Desde la ciudad de Niza, Francia, donde concluyó recientemente el Congreso One Ocean —evento científico de alto nivel enmarcado en la Tercera Conferencia de las Naciones Unidas sobre los Océanos (UNOC3)—, se ha emitido un mensaje ineludible: sin un océano sano, no hay futuro posible para la humanidad.
Durante estos días, más de 2,000 científicas y científicos de todo el mundo nos reunimos para presentar evidencia contundente y propuestas concretas para enfrentar la crisis oceánica. Este no fue un encuentro protocolario, sino una convocatoria al cambio sistémico. Porque el océano, que cubre más del 70 % del planeta, es mucho más que un paisaje azul: es un sistema vital que regula el clima, sostiene la biodiversidad y alimenta a más de tres mil millones de personas. También es una de nuestras últimas esperanzas frente a la crisis climática.
Las recomendaciones entregadas a jefes de Estado y de Gobierno son tan ambiciosas como claras: suspender las actividades destructivas en las profundidades oceánicas, erradicar la pesca ilegal y no reportada, avanzar hacia sistemas alimentarios marinos seguros y sostenibles, eliminar la contaminación plástica y descarbonizar el transporte marítimo. Todas estas acciones deben estar respaldadas por una base sólida: inversión sostenida en ciencia transdisciplinaria, gobernanza inclusiva y el fortalecimiento de una cultura oceánica que trascienda sectores, generaciones y fronteras.

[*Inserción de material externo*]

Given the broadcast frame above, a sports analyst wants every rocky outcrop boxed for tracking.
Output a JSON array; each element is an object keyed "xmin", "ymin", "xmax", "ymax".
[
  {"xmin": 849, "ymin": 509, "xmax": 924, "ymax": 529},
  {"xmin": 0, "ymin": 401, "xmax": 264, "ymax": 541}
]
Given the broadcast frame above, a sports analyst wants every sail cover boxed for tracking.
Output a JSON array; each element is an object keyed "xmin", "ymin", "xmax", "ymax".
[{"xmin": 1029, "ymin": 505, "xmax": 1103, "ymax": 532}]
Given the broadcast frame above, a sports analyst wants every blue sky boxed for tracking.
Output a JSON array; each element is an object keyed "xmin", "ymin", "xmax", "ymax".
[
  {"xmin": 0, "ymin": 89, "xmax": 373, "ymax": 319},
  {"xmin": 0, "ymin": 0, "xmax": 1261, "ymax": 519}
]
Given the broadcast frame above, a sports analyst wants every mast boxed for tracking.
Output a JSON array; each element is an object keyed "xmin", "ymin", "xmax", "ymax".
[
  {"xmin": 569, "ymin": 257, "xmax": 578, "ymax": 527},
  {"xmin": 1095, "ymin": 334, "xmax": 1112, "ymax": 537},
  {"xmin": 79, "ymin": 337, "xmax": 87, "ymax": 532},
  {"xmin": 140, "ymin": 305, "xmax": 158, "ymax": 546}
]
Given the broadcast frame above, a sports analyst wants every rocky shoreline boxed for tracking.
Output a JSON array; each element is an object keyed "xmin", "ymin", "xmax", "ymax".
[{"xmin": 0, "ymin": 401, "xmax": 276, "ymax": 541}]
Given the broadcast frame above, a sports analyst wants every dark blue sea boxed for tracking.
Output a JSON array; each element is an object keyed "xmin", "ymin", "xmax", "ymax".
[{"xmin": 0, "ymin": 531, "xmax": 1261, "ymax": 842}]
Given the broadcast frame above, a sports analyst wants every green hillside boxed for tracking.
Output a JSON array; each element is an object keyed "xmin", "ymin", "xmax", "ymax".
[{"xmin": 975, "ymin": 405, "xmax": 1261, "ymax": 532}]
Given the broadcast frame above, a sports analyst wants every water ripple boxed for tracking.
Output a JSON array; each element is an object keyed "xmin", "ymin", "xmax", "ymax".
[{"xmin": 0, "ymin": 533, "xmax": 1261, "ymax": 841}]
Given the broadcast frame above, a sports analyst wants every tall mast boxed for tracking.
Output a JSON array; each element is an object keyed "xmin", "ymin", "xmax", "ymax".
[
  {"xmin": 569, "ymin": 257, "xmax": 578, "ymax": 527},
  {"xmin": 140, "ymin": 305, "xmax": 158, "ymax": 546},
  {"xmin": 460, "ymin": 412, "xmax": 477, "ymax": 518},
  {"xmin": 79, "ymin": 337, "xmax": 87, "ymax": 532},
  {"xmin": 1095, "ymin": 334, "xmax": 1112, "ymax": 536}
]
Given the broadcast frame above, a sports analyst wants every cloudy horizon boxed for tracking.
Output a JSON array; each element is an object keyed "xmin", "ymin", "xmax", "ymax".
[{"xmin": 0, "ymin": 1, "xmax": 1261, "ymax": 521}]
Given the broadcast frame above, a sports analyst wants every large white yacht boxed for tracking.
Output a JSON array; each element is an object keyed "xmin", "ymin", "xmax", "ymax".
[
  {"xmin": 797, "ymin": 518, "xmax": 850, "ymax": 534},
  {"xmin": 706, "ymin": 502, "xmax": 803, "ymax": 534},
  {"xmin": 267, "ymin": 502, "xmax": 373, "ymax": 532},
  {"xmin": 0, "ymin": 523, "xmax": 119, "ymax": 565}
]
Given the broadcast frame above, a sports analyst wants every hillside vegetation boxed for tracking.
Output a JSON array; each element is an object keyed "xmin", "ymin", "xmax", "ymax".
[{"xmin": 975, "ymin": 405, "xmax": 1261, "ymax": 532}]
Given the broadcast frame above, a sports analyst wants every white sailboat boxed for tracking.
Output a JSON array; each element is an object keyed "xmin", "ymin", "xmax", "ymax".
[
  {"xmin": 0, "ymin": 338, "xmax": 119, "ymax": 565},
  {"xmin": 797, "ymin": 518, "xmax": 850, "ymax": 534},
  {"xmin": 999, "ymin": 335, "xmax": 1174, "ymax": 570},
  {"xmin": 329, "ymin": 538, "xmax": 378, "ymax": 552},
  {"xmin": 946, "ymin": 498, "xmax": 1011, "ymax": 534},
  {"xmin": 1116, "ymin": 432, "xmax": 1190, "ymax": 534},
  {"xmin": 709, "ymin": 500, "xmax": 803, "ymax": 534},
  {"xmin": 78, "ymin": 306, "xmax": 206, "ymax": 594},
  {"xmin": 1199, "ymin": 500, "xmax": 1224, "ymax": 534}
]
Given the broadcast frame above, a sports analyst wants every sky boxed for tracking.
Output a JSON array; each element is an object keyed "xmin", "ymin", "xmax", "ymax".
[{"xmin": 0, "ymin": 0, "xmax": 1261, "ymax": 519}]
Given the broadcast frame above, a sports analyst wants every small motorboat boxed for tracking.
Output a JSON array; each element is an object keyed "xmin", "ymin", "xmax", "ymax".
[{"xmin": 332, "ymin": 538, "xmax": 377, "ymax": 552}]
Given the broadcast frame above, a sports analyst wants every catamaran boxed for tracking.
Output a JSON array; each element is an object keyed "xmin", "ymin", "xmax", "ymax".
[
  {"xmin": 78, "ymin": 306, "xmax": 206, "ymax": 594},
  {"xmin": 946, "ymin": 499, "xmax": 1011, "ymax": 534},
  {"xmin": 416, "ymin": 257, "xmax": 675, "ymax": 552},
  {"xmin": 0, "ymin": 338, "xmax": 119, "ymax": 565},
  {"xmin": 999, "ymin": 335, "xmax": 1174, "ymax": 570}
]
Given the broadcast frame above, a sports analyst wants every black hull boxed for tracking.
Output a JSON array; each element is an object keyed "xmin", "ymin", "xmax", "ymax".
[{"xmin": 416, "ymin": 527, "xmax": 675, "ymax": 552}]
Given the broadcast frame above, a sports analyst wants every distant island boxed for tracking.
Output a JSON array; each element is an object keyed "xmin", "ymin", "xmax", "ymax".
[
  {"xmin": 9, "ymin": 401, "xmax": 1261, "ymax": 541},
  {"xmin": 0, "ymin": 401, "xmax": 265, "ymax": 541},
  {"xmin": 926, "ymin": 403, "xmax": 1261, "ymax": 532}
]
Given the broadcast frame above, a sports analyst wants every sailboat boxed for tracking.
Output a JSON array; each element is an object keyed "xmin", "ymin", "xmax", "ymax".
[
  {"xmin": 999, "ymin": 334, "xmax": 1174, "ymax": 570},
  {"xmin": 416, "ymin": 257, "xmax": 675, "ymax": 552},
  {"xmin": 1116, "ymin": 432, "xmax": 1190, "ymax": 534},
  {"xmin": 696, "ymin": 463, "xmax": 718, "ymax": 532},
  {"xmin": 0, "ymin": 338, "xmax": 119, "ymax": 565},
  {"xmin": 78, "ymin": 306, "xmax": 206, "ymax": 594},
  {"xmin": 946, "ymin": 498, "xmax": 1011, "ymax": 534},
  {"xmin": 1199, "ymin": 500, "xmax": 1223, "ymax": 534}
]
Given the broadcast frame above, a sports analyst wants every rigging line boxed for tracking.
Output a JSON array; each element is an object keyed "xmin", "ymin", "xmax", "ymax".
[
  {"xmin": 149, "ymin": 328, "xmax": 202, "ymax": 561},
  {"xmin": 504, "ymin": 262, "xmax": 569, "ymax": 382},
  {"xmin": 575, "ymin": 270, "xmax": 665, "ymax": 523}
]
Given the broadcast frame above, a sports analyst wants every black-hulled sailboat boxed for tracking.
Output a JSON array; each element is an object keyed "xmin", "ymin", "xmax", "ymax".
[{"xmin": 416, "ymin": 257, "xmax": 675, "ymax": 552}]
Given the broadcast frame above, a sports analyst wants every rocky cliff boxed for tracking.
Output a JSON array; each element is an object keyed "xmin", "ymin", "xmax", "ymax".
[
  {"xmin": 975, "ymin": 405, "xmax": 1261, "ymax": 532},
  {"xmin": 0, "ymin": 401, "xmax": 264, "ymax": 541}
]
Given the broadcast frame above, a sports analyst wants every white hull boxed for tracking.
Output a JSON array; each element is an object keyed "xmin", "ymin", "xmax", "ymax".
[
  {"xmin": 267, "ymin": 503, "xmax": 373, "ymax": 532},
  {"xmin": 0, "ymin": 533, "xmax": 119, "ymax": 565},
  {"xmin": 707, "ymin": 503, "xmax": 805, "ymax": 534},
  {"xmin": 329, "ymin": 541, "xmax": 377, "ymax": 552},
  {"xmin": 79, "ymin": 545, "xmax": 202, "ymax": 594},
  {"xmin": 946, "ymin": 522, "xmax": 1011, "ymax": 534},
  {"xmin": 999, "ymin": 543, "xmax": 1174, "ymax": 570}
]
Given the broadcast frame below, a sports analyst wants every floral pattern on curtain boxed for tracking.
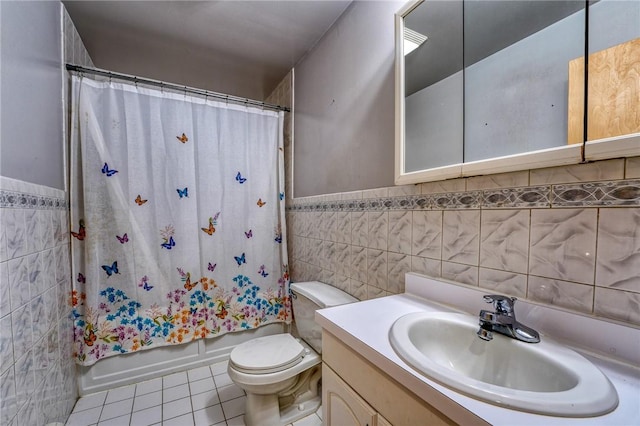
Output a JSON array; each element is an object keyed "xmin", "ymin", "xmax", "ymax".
[{"xmin": 70, "ymin": 76, "xmax": 291, "ymax": 365}]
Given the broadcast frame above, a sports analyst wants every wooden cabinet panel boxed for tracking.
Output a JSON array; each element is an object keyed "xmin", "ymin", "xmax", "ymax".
[
  {"xmin": 568, "ymin": 38, "xmax": 640, "ymax": 144},
  {"xmin": 322, "ymin": 364, "xmax": 376, "ymax": 426},
  {"xmin": 322, "ymin": 331, "xmax": 487, "ymax": 426}
]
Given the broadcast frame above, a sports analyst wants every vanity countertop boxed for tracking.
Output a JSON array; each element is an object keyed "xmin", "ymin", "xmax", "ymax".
[{"xmin": 316, "ymin": 273, "xmax": 640, "ymax": 426}]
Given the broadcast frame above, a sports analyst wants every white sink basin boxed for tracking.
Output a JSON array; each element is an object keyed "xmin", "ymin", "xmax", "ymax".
[{"xmin": 389, "ymin": 312, "xmax": 618, "ymax": 417}]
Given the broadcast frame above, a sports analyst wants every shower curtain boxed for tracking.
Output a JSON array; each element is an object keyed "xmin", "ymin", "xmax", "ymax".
[{"xmin": 70, "ymin": 76, "xmax": 291, "ymax": 365}]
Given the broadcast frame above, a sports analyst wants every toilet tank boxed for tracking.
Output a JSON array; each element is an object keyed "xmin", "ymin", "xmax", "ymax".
[{"xmin": 291, "ymin": 281, "xmax": 358, "ymax": 354}]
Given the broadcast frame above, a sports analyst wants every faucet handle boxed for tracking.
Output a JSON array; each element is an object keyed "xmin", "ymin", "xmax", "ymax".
[{"xmin": 484, "ymin": 294, "xmax": 518, "ymax": 315}]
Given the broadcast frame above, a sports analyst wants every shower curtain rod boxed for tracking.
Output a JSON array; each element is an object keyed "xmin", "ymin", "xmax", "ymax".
[{"xmin": 66, "ymin": 64, "xmax": 291, "ymax": 112}]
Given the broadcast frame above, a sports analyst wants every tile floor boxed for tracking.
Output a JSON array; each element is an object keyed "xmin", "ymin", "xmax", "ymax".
[{"xmin": 66, "ymin": 362, "xmax": 322, "ymax": 426}]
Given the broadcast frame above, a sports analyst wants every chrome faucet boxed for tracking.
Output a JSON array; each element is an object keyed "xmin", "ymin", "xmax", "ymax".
[{"xmin": 477, "ymin": 294, "xmax": 540, "ymax": 343}]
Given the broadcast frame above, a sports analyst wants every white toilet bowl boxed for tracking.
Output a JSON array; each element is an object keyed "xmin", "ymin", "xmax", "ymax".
[{"xmin": 227, "ymin": 282, "xmax": 357, "ymax": 426}]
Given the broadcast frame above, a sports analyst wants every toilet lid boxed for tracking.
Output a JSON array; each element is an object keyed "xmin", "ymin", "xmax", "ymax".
[{"xmin": 229, "ymin": 334, "xmax": 305, "ymax": 374}]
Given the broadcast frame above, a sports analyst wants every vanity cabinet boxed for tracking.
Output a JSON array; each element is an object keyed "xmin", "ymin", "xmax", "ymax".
[
  {"xmin": 322, "ymin": 330, "xmax": 462, "ymax": 426},
  {"xmin": 322, "ymin": 364, "xmax": 389, "ymax": 426}
]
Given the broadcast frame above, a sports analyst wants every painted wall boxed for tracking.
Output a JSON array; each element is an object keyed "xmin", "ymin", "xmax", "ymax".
[
  {"xmin": 294, "ymin": 1, "xmax": 404, "ymax": 197},
  {"xmin": 0, "ymin": 1, "xmax": 64, "ymax": 189}
]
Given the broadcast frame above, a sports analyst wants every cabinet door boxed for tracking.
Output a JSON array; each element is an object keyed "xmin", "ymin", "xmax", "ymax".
[
  {"xmin": 376, "ymin": 413, "xmax": 393, "ymax": 426},
  {"xmin": 322, "ymin": 363, "xmax": 376, "ymax": 426}
]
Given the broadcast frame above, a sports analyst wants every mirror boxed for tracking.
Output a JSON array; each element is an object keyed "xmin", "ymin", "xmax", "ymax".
[{"xmin": 396, "ymin": 0, "xmax": 640, "ymax": 184}]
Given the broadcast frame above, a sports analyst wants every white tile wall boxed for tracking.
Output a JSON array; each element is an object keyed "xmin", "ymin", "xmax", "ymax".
[
  {"xmin": 0, "ymin": 177, "xmax": 77, "ymax": 425},
  {"xmin": 287, "ymin": 157, "xmax": 640, "ymax": 325}
]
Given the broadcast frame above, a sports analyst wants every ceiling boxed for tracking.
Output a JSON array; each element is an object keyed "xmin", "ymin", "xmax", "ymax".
[{"xmin": 63, "ymin": 0, "xmax": 351, "ymax": 100}]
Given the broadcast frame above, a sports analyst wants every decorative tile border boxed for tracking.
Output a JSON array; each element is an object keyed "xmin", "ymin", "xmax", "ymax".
[
  {"xmin": 0, "ymin": 190, "xmax": 68, "ymax": 210},
  {"xmin": 551, "ymin": 180, "xmax": 640, "ymax": 207},
  {"xmin": 286, "ymin": 179, "xmax": 640, "ymax": 212}
]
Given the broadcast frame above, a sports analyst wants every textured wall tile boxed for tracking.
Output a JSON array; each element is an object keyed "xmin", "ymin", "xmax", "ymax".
[
  {"xmin": 336, "ymin": 274, "xmax": 351, "ymax": 293},
  {"xmin": 594, "ymin": 287, "xmax": 640, "ymax": 325},
  {"xmin": 0, "ymin": 315, "xmax": 14, "ymax": 373},
  {"xmin": 388, "ymin": 211, "xmax": 412, "ymax": 254},
  {"xmin": 420, "ymin": 179, "xmax": 466, "ymax": 194},
  {"xmin": 362, "ymin": 188, "xmax": 389, "ymax": 199},
  {"xmin": 3, "ymin": 209, "xmax": 27, "ymax": 259},
  {"xmin": 624, "ymin": 157, "xmax": 640, "ymax": 179},
  {"xmin": 24, "ymin": 209, "xmax": 39, "ymax": 253},
  {"xmin": 0, "ymin": 209, "xmax": 9, "ymax": 262},
  {"xmin": 320, "ymin": 241, "xmax": 337, "ymax": 271},
  {"xmin": 480, "ymin": 210, "xmax": 529, "ymax": 273},
  {"xmin": 527, "ymin": 275, "xmax": 594, "ymax": 313},
  {"xmin": 320, "ymin": 269, "xmax": 336, "ymax": 287},
  {"xmin": 367, "ymin": 285, "xmax": 389, "ymax": 300},
  {"xmin": 308, "ymin": 239, "xmax": 323, "ymax": 266},
  {"xmin": 466, "ymin": 170, "xmax": 529, "ymax": 191},
  {"xmin": 33, "ymin": 338, "xmax": 49, "ymax": 388},
  {"xmin": 351, "ymin": 212, "xmax": 369, "ymax": 247},
  {"xmin": 529, "ymin": 209, "xmax": 598, "ymax": 284},
  {"xmin": 332, "ymin": 243, "xmax": 351, "ymax": 277},
  {"xmin": 389, "ymin": 185, "xmax": 420, "ymax": 197},
  {"xmin": 349, "ymin": 279, "xmax": 367, "ymax": 300},
  {"xmin": 596, "ymin": 208, "xmax": 640, "ymax": 293},
  {"xmin": 54, "ymin": 244, "xmax": 71, "ymax": 284},
  {"xmin": 387, "ymin": 253, "xmax": 411, "ymax": 294},
  {"xmin": 51, "ymin": 211, "xmax": 69, "ymax": 247},
  {"xmin": 367, "ymin": 212, "xmax": 389, "ymax": 250},
  {"xmin": 351, "ymin": 246, "xmax": 367, "ymax": 283},
  {"xmin": 0, "ymin": 368, "xmax": 18, "ymax": 425},
  {"xmin": 333, "ymin": 212, "xmax": 351, "ymax": 244},
  {"xmin": 442, "ymin": 262, "xmax": 478, "ymax": 286},
  {"xmin": 11, "ymin": 305, "xmax": 33, "ymax": 358},
  {"xmin": 43, "ymin": 286, "xmax": 58, "ymax": 328},
  {"xmin": 366, "ymin": 249, "xmax": 389, "ymax": 290},
  {"xmin": 531, "ymin": 159, "xmax": 624, "ymax": 185},
  {"xmin": 478, "ymin": 268, "xmax": 527, "ymax": 298},
  {"xmin": 0, "ymin": 262, "xmax": 11, "ymax": 318},
  {"xmin": 442, "ymin": 210, "xmax": 480, "ymax": 266},
  {"xmin": 340, "ymin": 191, "xmax": 362, "ymax": 200},
  {"xmin": 411, "ymin": 256, "xmax": 442, "ymax": 278},
  {"xmin": 15, "ymin": 351, "xmax": 36, "ymax": 415},
  {"xmin": 551, "ymin": 180, "xmax": 640, "ymax": 207},
  {"xmin": 482, "ymin": 185, "xmax": 551, "ymax": 209},
  {"xmin": 411, "ymin": 211, "xmax": 442, "ymax": 259}
]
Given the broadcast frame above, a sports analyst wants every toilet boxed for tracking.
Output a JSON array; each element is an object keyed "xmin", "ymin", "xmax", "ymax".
[{"xmin": 227, "ymin": 281, "xmax": 358, "ymax": 426}]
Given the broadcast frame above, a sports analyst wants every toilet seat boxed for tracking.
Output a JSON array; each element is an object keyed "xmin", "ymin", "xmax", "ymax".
[{"xmin": 229, "ymin": 334, "xmax": 306, "ymax": 374}]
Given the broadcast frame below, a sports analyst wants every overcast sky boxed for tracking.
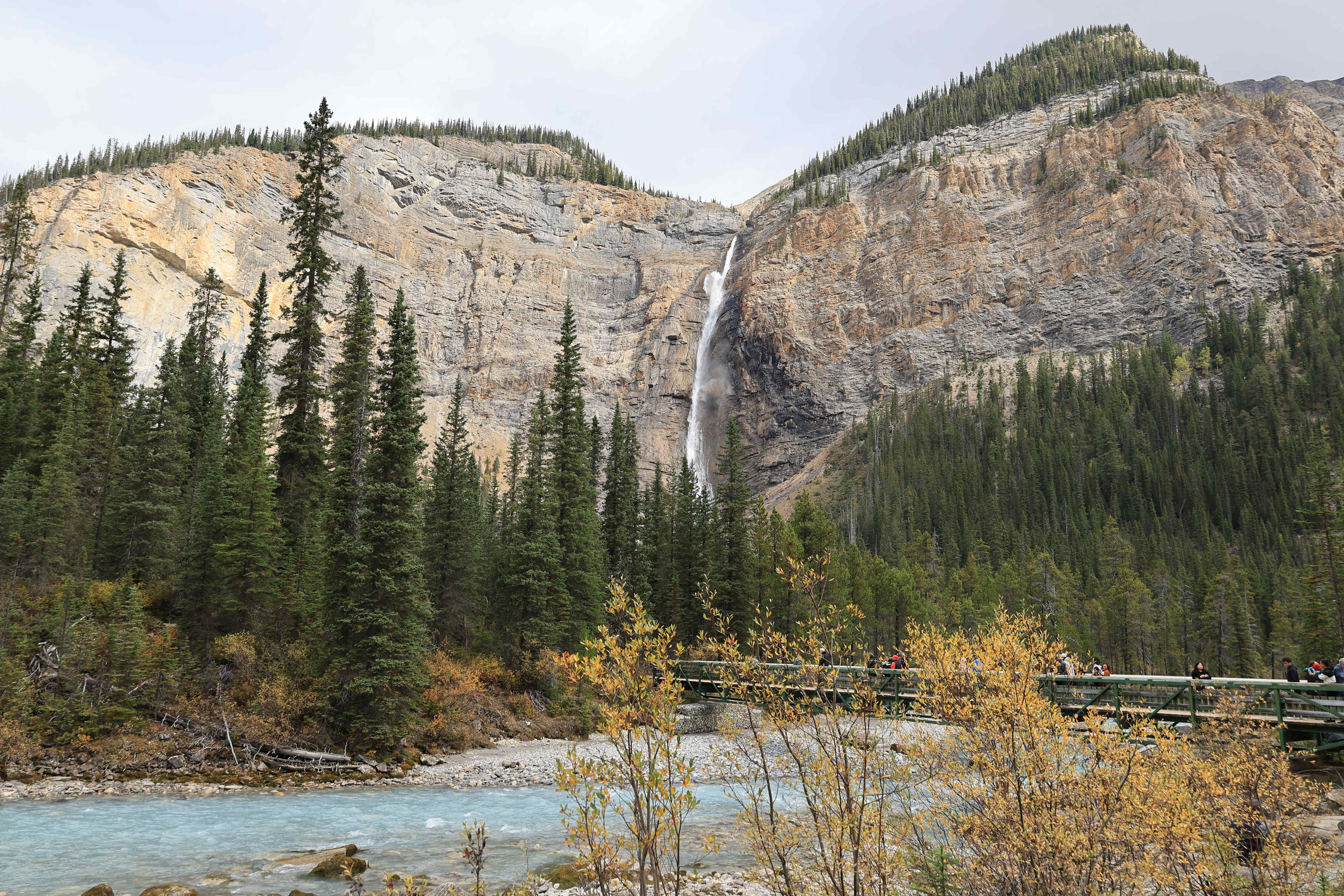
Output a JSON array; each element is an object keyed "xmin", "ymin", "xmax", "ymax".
[{"xmin": 0, "ymin": 0, "xmax": 1344, "ymax": 201}]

Para países como El Salvador, estas discusiones no son periféricas. Somos una nación costera, profundamente vinculada al océano Pacífico. Su salud determina desde el bienestar de nuestras comunidades pesqueras hasta nuestra capacidad de adaptarnos al cambio climático. Sin embargo, la cultura oceánica aún no permea lo suficiente nuestras políticas públicas, nuestras estructuras educativas o nuestras estrategias de desarrollo.
Impulsar esta cultura significa reconocer la interdependencia entre los ecosistemas marinos y nuestras formas de vida; integrar el conocimiento local y ancestral con el conocimiento científico global; y dotar a juventudes, comunidades costeras y responsables políticos de las herramientas necesarias para ejercer una gobernanza activa y corresponsable del océano. También exige abandonar modelos extractivos e inequitativos y avanzar hacia una economía azul regenerativa y justa.
Desde este espacio multilateral reiteramos que actuar con base en la ciencia no es una opción: es una urgencia. Las decisiones que se adopten hoy —tanto en los foros internacionales como en los gobiernos nacionales y locales— definirán si el océano continuará siendo un aliado para la vida o si se convertirá en un punto de quiebre irreversible.
El Salvador tiene no solo el derecho, sino también la responsabilidad de ser parte activa de esta transformación global. Porque conservar el océano no es únicamente una causa ambiental: es una apuesta por nuestra soberanía, nuestra seguridad y nuestra continuidad como sociedad.
No hay desarrollo sostenible posible sin un océano sano. Y no hay océano sano sin decisiones políticas valientes y sustentadas en la ciencia.